\

Naik Jenjang, Naik Kualitas: Bappeda Kota Tangerang Gelar Rapat Penjenjangan JF Perencana dari Muda ke Madya

Bagaimana memastikan seorang perencana benar-benar siap “naik jenjang” dan memegang peran strategis dalam perumusan kebijakan publik? Inilah yang menjadi fokus Bappeda Kota Tangerang saat menggelar Rapat Penjenjangan Jabatan Fungsional (JF) Perencana dari jenjang Muda ke Madya, Rabu (11/2/2026).

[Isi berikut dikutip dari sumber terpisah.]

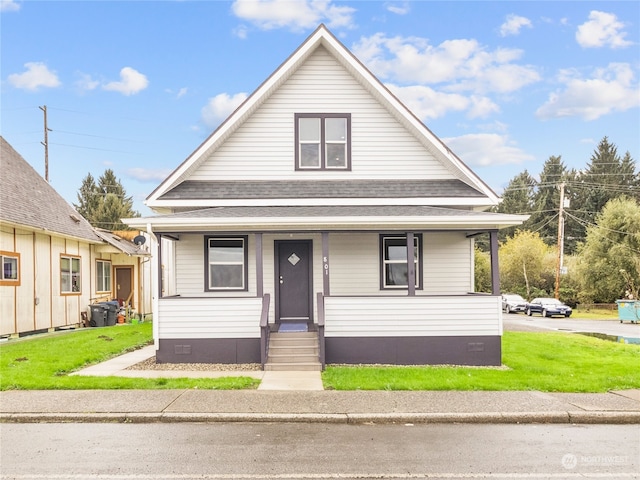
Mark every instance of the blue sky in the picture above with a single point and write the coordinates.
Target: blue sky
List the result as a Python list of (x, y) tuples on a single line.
[(137, 86)]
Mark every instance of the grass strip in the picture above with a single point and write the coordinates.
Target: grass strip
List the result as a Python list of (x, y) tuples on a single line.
[(43, 362), (549, 362)]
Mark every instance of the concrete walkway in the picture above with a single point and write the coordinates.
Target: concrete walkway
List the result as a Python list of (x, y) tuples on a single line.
[(299, 381)]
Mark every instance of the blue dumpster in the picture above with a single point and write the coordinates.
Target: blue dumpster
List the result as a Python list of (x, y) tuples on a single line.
[(628, 310), (98, 315)]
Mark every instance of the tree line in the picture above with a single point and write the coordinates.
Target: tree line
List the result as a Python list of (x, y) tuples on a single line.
[(601, 226), (105, 203)]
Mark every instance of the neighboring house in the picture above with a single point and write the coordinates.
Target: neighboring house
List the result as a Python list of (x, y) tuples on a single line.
[(54, 263), (323, 201)]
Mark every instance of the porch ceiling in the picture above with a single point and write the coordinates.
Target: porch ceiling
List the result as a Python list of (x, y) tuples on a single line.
[(325, 218)]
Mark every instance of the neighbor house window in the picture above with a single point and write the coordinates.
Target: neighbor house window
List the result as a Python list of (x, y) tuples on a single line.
[(10, 268), (393, 261), (323, 141), (103, 276), (70, 277), (226, 262)]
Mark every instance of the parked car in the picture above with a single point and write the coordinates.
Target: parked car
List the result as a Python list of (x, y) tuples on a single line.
[(548, 307), (512, 302)]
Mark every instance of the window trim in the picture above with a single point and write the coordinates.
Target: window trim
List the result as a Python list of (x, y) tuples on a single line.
[(245, 269), (99, 280), (419, 267), (323, 144), (79, 274), (10, 281)]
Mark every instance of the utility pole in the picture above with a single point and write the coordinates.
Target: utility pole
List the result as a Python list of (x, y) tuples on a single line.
[(46, 144), (560, 240)]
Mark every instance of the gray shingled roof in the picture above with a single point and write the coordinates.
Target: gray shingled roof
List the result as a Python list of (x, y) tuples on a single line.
[(250, 189), (27, 199), (329, 211), (120, 243)]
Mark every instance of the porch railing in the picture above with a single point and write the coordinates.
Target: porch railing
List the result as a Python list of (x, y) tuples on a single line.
[(321, 329), (264, 329)]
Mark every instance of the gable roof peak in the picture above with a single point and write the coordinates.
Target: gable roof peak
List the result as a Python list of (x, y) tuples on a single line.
[(322, 36)]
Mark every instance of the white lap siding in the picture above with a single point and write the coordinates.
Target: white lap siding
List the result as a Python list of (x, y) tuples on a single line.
[(209, 318), (412, 316), (263, 147)]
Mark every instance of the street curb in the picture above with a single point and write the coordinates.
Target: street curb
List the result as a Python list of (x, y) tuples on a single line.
[(618, 418)]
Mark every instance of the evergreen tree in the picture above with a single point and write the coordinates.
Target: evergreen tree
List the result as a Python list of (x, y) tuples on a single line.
[(104, 204), (546, 200), (88, 199), (516, 199)]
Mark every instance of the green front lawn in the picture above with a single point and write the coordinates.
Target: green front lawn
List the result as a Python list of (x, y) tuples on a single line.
[(551, 362), (43, 362)]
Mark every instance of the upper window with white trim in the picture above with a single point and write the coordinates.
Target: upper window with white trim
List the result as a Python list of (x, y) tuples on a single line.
[(70, 275), (226, 260), (323, 141), (103, 276), (10, 274)]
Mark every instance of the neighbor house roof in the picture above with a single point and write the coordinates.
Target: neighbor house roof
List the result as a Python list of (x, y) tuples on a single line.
[(27, 200), (321, 37)]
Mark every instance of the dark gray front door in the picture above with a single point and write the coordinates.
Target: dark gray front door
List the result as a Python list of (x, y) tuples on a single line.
[(293, 281)]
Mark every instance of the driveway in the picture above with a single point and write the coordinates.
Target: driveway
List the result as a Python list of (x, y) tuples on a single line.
[(521, 322)]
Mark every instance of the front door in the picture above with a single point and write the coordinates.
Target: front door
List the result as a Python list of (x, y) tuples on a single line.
[(294, 300), (124, 280)]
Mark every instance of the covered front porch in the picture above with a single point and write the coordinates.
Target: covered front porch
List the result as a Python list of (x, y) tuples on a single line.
[(426, 321)]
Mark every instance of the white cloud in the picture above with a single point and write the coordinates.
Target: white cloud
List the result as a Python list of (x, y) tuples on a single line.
[(602, 29), (427, 103), (399, 8), (296, 16), (220, 107), (86, 82), (608, 90), (37, 75), (513, 25), (462, 64), (148, 174), (486, 149), (131, 82), (9, 6)]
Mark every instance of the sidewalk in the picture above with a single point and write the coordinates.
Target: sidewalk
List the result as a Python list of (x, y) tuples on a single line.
[(299, 397)]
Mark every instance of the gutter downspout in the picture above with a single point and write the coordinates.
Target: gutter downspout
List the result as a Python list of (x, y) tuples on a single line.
[(154, 248)]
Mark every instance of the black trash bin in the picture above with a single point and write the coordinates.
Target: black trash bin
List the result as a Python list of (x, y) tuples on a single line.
[(112, 312), (98, 315)]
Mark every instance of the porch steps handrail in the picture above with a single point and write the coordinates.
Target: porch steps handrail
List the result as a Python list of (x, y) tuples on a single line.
[(320, 298), (264, 329)]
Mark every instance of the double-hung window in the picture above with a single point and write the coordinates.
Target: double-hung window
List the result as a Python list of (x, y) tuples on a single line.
[(103, 276), (323, 141), (70, 275), (393, 261), (226, 263), (10, 274)]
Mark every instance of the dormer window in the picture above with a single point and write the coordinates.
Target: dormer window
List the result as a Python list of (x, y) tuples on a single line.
[(323, 141)]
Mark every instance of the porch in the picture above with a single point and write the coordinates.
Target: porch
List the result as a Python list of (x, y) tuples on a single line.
[(460, 329)]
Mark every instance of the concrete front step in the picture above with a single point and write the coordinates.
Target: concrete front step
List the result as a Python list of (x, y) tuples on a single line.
[(293, 367), (293, 351), (292, 358)]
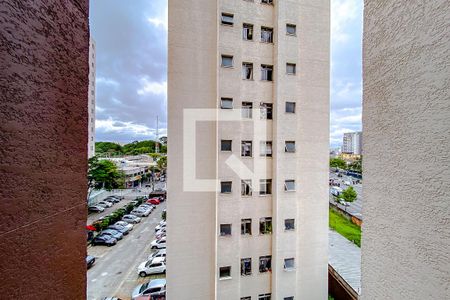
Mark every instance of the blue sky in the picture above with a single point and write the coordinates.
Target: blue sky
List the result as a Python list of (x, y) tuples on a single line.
[(131, 44)]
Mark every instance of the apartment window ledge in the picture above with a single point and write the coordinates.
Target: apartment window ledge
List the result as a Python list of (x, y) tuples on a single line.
[(225, 278)]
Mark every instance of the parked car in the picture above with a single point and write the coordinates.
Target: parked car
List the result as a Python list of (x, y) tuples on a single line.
[(154, 266), (96, 208), (122, 229), (153, 201), (159, 253), (158, 244), (131, 219), (104, 203), (127, 226), (90, 260), (155, 287), (104, 239), (159, 227), (114, 233), (140, 212)]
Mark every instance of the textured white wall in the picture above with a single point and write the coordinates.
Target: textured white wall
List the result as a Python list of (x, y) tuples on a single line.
[(406, 120)]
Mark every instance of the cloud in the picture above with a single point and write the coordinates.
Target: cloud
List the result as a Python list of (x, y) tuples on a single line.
[(157, 88)]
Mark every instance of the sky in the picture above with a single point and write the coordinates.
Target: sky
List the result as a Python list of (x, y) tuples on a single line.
[(131, 83)]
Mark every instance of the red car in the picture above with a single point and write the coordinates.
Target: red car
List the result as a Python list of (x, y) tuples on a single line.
[(153, 201)]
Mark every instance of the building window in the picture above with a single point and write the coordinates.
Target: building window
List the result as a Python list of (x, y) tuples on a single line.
[(225, 229), (227, 61), (246, 226), (265, 225), (289, 224), (225, 272), (227, 19), (225, 145), (247, 32), (289, 146), (289, 185), (265, 264), (290, 107), (291, 29), (266, 35), (246, 266), (266, 72), (246, 110), (266, 111), (266, 148), (290, 69), (246, 148), (246, 187), (289, 264), (225, 187), (226, 103), (247, 71), (265, 186)]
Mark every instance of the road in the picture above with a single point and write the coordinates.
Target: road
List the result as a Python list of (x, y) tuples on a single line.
[(115, 270), (354, 208)]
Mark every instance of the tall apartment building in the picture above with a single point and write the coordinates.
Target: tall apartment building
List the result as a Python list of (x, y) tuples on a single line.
[(352, 143), (234, 64), (91, 99)]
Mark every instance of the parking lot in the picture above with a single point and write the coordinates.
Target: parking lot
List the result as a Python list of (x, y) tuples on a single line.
[(115, 270)]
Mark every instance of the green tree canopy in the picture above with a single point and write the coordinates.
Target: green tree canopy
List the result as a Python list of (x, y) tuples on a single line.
[(104, 174), (338, 163), (349, 194)]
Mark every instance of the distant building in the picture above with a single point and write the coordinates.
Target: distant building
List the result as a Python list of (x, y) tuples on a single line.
[(91, 99), (352, 143)]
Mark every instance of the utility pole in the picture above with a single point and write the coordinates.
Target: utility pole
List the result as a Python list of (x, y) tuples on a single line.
[(157, 135)]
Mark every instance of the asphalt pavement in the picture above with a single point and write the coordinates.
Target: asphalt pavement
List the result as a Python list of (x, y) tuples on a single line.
[(354, 208)]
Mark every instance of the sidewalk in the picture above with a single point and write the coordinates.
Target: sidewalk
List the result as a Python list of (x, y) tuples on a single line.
[(345, 258)]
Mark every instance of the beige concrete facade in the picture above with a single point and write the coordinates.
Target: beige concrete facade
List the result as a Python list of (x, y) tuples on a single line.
[(406, 120), (91, 99), (197, 80)]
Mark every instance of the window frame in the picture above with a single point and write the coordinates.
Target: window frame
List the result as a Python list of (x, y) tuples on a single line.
[(294, 68), (294, 106), (290, 25), (251, 148), (286, 143), (224, 233), (222, 144), (227, 15), (244, 184), (290, 222), (286, 189), (224, 268), (226, 56), (224, 100), (246, 224), (244, 270), (223, 185)]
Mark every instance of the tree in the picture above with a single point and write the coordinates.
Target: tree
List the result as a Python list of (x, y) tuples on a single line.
[(162, 162), (348, 195), (338, 163), (104, 174)]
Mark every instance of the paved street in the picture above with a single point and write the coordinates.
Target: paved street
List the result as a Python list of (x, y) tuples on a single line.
[(114, 272), (355, 207)]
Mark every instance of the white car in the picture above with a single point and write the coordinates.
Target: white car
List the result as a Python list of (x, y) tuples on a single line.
[(104, 204), (154, 266), (128, 226), (158, 244), (131, 219), (140, 212), (159, 227), (159, 253)]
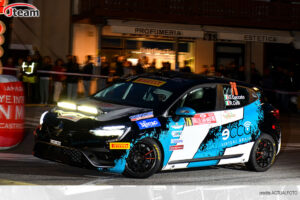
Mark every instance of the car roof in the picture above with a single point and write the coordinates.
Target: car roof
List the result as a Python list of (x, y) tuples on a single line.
[(192, 79)]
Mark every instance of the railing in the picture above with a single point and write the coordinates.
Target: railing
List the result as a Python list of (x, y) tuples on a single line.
[(245, 13)]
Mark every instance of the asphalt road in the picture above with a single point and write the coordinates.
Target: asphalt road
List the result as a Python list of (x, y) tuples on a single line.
[(19, 167)]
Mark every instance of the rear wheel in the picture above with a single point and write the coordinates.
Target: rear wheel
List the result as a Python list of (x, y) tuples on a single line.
[(144, 159), (263, 154)]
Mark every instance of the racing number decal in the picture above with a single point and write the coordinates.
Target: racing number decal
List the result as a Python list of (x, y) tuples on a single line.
[(234, 90)]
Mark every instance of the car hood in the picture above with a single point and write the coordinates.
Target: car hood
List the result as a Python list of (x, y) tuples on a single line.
[(112, 111)]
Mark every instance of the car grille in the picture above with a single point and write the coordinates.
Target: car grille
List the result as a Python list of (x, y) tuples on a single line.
[(60, 154)]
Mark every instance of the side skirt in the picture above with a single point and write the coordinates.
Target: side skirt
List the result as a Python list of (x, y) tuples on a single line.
[(206, 159)]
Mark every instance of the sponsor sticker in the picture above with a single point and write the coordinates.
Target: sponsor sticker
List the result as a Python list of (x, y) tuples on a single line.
[(148, 123), (232, 97), (177, 126), (175, 141), (176, 147), (247, 126), (148, 81), (119, 145), (176, 133), (204, 118), (73, 118), (232, 103), (58, 143), (141, 116), (228, 114), (225, 134)]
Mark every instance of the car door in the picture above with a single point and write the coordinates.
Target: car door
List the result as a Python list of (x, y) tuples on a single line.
[(185, 145), (240, 118)]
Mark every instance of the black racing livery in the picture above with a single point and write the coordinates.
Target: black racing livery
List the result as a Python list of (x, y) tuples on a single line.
[(162, 121)]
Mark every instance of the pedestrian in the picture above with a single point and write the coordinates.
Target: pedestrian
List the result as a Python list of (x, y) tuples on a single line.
[(255, 76), (45, 80), (29, 78), (139, 67), (87, 69), (241, 73), (9, 64), (211, 71), (58, 79), (104, 71), (119, 66), (72, 80)]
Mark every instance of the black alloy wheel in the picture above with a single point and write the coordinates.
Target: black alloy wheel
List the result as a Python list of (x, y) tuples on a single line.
[(263, 154), (144, 159)]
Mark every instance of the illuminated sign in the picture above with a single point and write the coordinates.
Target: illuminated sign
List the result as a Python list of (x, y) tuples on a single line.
[(119, 145)]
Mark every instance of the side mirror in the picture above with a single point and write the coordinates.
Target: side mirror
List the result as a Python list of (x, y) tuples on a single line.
[(185, 112)]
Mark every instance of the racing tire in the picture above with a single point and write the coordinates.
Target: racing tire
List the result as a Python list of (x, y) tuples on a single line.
[(144, 159), (263, 154)]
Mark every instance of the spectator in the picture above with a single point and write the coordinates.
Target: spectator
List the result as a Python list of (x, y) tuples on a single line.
[(19, 68), (255, 76), (165, 68), (119, 66), (128, 70), (87, 69), (58, 79), (29, 78), (139, 67), (241, 73), (186, 67), (104, 71), (72, 80), (9, 64), (45, 80), (211, 71)]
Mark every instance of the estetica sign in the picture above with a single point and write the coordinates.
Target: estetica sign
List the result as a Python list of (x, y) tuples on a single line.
[(260, 38), (158, 32)]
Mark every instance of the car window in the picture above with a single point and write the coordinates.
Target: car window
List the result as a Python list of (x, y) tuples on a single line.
[(134, 94), (235, 97), (201, 99)]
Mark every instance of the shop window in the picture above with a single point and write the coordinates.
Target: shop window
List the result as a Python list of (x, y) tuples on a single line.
[(111, 42), (131, 44), (158, 45), (183, 47), (235, 98)]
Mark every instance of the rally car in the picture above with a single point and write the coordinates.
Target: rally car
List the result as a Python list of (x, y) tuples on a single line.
[(152, 122)]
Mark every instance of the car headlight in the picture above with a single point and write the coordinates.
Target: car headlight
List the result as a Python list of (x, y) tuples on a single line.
[(88, 109), (42, 117), (66, 105), (111, 131)]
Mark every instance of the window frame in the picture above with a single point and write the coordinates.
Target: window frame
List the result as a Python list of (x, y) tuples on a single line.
[(218, 97)]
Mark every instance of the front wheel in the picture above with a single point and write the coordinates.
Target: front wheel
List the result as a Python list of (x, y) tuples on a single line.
[(263, 154), (144, 159)]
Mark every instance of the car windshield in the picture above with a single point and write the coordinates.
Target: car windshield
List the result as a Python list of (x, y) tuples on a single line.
[(135, 94)]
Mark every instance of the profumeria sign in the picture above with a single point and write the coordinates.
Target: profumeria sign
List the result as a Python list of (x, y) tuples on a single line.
[(18, 9)]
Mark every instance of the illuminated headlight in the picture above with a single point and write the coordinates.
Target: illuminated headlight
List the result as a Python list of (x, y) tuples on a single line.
[(42, 117), (111, 131), (67, 105), (88, 109)]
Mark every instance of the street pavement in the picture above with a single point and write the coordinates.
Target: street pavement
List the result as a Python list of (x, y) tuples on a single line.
[(19, 167)]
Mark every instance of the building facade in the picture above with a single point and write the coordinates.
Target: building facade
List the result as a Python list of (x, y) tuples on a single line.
[(197, 33)]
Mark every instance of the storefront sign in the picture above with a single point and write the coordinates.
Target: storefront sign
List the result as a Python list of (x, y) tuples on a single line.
[(155, 29), (265, 38), (260, 38), (11, 114)]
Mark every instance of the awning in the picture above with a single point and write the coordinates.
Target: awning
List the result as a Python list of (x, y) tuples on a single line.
[(252, 35), (156, 29)]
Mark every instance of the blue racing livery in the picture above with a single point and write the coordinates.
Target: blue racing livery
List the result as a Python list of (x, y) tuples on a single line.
[(162, 122)]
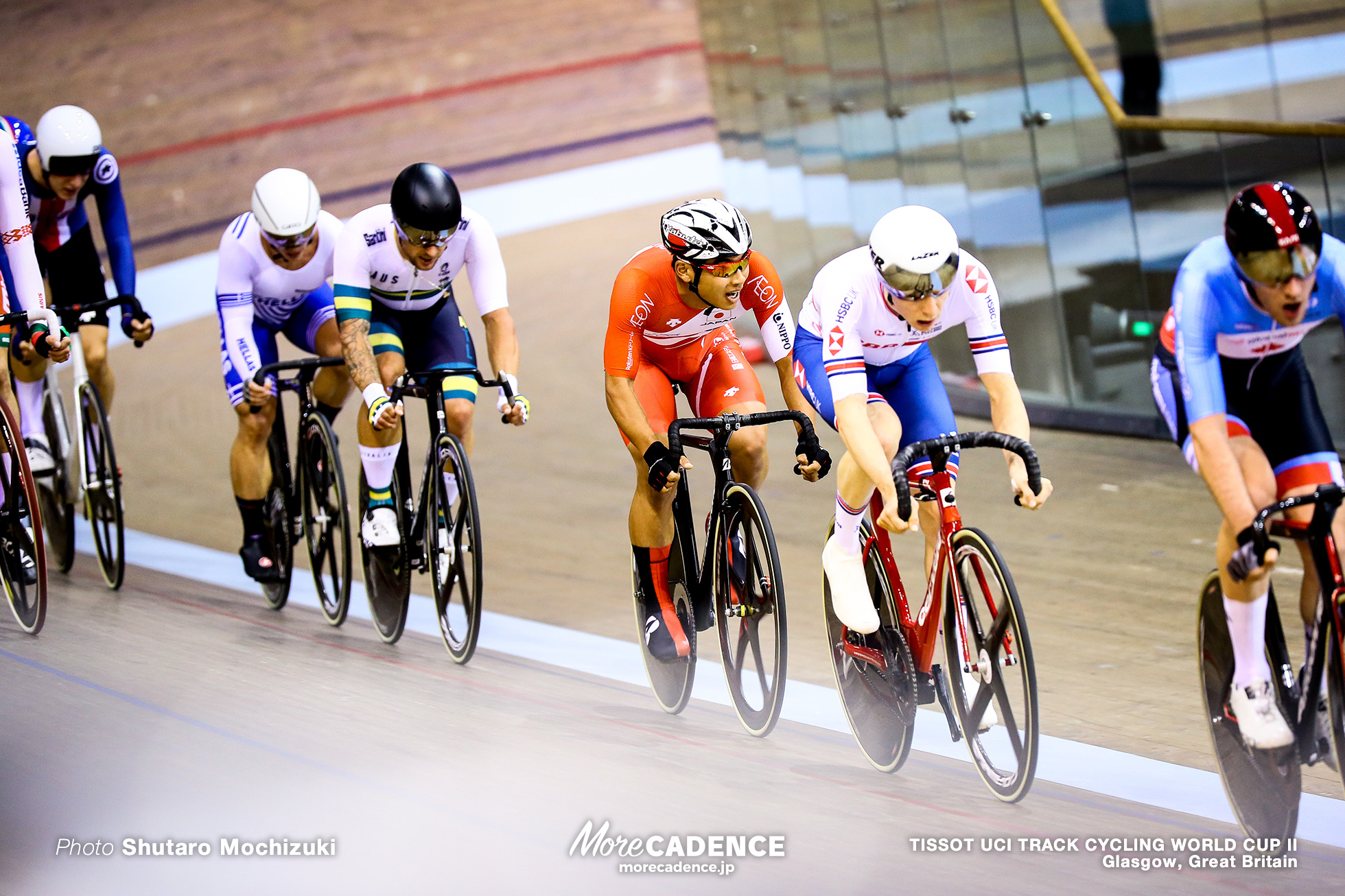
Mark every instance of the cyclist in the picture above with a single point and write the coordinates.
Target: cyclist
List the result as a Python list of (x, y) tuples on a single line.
[(64, 162), (19, 267), (273, 268), (670, 322), (395, 306), (1234, 386), (864, 364)]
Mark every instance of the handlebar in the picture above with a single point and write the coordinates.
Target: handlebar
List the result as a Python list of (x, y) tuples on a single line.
[(137, 311), (302, 365), (955, 443), (413, 384), (738, 421), (1328, 499)]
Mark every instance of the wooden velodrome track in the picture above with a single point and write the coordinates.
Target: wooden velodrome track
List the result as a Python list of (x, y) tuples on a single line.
[(178, 709)]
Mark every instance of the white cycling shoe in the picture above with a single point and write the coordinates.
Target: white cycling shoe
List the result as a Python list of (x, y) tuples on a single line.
[(379, 528), (850, 598), (39, 455), (970, 685), (1258, 716)]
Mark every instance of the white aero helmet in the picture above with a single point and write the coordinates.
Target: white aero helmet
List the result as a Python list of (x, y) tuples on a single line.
[(705, 231), (915, 250), (285, 202), (69, 140)]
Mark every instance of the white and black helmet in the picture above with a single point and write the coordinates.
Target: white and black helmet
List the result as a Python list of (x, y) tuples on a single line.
[(705, 231), (915, 250), (285, 202), (69, 140)]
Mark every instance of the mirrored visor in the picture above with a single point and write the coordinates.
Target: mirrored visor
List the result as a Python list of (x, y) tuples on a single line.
[(67, 166), (1276, 267), (292, 241), (916, 287), (423, 239)]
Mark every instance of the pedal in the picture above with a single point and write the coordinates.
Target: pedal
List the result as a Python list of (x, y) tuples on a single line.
[(941, 684)]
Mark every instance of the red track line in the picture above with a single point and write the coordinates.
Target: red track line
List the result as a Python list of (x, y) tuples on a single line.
[(405, 100)]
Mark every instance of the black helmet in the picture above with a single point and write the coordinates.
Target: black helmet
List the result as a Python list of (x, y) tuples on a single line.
[(425, 198), (1273, 233)]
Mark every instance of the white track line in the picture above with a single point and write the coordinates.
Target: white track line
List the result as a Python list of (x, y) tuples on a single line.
[(1064, 762)]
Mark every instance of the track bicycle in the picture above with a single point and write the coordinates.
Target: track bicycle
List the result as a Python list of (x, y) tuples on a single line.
[(311, 504), (1263, 786), (742, 595), (99, 482), (884, 676), (438, 534), (23, 560)]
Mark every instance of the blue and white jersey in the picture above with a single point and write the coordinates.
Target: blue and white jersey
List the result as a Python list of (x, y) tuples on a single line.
[(1213, 315), (250, 285), (54, 221)]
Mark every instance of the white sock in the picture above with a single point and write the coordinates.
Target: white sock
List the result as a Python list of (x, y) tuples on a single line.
[(378, 464), (30, 408), (847, 526), (1247, 630)]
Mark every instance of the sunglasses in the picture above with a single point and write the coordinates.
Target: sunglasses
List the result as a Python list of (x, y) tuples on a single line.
[(727, 268), (912, 287), (294, 241), (1277, 267), (423, 239)]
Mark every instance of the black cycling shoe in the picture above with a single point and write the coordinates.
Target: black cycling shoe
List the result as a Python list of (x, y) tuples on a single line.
[(664, 635), (259, 565)]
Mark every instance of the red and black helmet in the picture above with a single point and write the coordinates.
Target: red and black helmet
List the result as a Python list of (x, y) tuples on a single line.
[(1273, 233)]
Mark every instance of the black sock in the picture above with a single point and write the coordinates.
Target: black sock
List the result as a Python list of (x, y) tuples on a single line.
[(252, 515), (327, 411)]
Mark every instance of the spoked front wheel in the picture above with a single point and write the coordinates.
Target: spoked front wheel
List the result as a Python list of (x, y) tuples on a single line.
[(990, 669), (23, 563), (749, 611), (672, 680), (455, 551), (388, 571), (58, 512), (102, 487), (326, 518), (876, 674), (279, 526), (1262, 785)]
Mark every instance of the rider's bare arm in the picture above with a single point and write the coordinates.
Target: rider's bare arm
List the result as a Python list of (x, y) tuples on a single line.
[(501, 342), (1009, 414)]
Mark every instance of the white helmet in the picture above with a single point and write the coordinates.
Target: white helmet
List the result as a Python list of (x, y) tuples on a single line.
[(285, 202), (705, 231), (915, 250), (70, 137)]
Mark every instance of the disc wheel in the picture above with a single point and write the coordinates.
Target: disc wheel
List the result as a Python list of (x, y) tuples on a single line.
[(877, 688), (58, 512), (1003, 680), (749, 611), (23, 561), (279, 526), (388, 571), (1336, 700), (455, 552), (1263, 786), (326, 518), (672, 680), (102, 488)]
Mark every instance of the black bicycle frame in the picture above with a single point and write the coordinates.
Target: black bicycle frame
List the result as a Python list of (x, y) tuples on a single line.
[(427, 385), (1331, 592), (717, 447)]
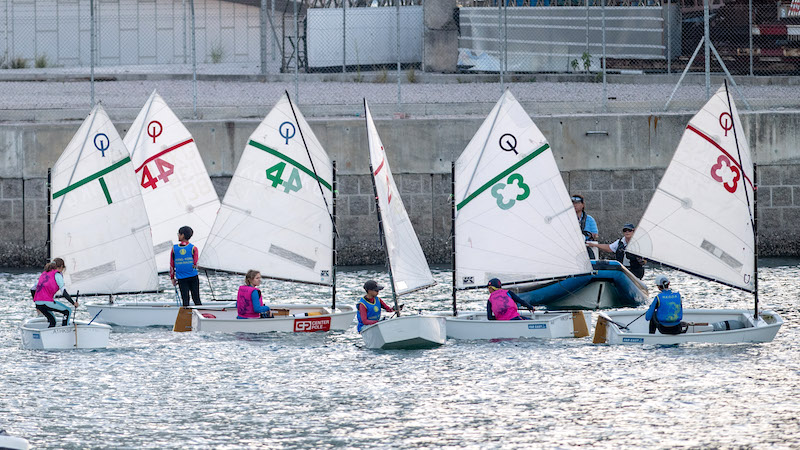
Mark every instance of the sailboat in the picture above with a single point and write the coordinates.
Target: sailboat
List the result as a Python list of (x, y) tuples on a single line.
[(513, 220), (701, 220), (176, 190), (99, 226), (277, 216), (408, 268)]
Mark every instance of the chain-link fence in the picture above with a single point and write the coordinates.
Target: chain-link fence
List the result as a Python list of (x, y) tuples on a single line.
[(403, 56)]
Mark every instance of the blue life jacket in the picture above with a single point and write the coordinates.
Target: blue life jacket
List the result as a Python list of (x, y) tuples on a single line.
[(373, 310), (184, 261), (669, 310)]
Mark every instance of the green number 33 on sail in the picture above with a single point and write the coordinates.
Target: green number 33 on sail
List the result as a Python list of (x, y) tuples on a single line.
[(498, 191)]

Kegiatan ini menjadi bagian penting dalam proses pembinaan dan penguatan kapasitas Aparatur Sipil Negara, khususnya JF Perencana, yang akan mengikuti uji kompetensi kenaikan jenjang. Dalam forum tersebut, dibahas secara komprehensif standar Hasil Kerja Minimal (HKM) yang wajib dipenuhi, salah satunya melalui penyusunan Makalah Kebijakan (Policy Paper) sebagai instrumen utama dalam menilai kompetensi perencana.

Dalam pemaparannya, ditegaskan bahwa makalah kebijakan bukan sekadar karya tulis ilmiah biasa. Policy paper merupakan alat pengambilan keputusan yang berorientasi pada penyelesaian masalah publik secara konkret. Seorang Perencana Ahli Madya dituntut mampu menampilkan kemampuan berpikir strategis, sistematis, dan logis, mulai dari merumuskan isu strategis, mengidentifikasi masalah utama, menemukan akar masalah berbasis data dan fakta yang valid, hingga menyusun alternatif kebijakan dan merekomendasikan satu opsi terbaik.

Rapat ini juga menekankan pentingnya perumusan problem statement yang tepat. Pernyataan masalah harus menggambarkan kesenjangan antara kondisi aktual dan kondisi yang diharapkan, tanpa mengandung solusi atau berbentuk pertanyaan. Peserta diingatkan untuk tidak terjebak pada kesalahan umum seperti “jumping to conclusions” atau tergesa-gesa menawarkan solusi sebelum masalah dirumuskan secara jelas dan terukur.

Dalam proses analisis, para perencana didorong menggunakan metode yang terstruktur seperti USG (Urgency, Seriousness, Growth) untuk menentukan prioritas masalah, serta pendekatan 5 Whys atau fishbone analysis guna mengidentifikasi akar persoalan secara mendalam. Seluruh tahapan tersebut harus didukung oleh data statistik, hasil kajian, maupun evidence yang kredibel agar rekomendasi kebijakan yang dihasilkan memiliki legitimasi akademik dan administratif.

Melalui rapat penjenjangan ini, Bappeda Kota Tangerang menegaskan peran strategis JF Perencana tidak hanya sebagai penyusun dokumen perencanaan, tetapi juga sebagai policy analyst dan strategic advisor bagi pimpinan daerah. Kenaikan jenjang bukan sekadar administratif, melainkan refleksi atas peningkatan kualitas analisis kebijakan dan kontribusi nyata dalam mendukung proses perumusan kebijakan pembangunan daerah.

Dengan penguatan kompetensi ini, diharapkan para Perencana yang naik ke jenjang Madya mampu menghadirkan makalah kebijakan yang aplikatif, relevan, dan menjadi rujukan dalam pengambilan keputusan pembangunan Kota Tangerang yang lebih terarah, efektif, dan berdampak bagi masyarakat.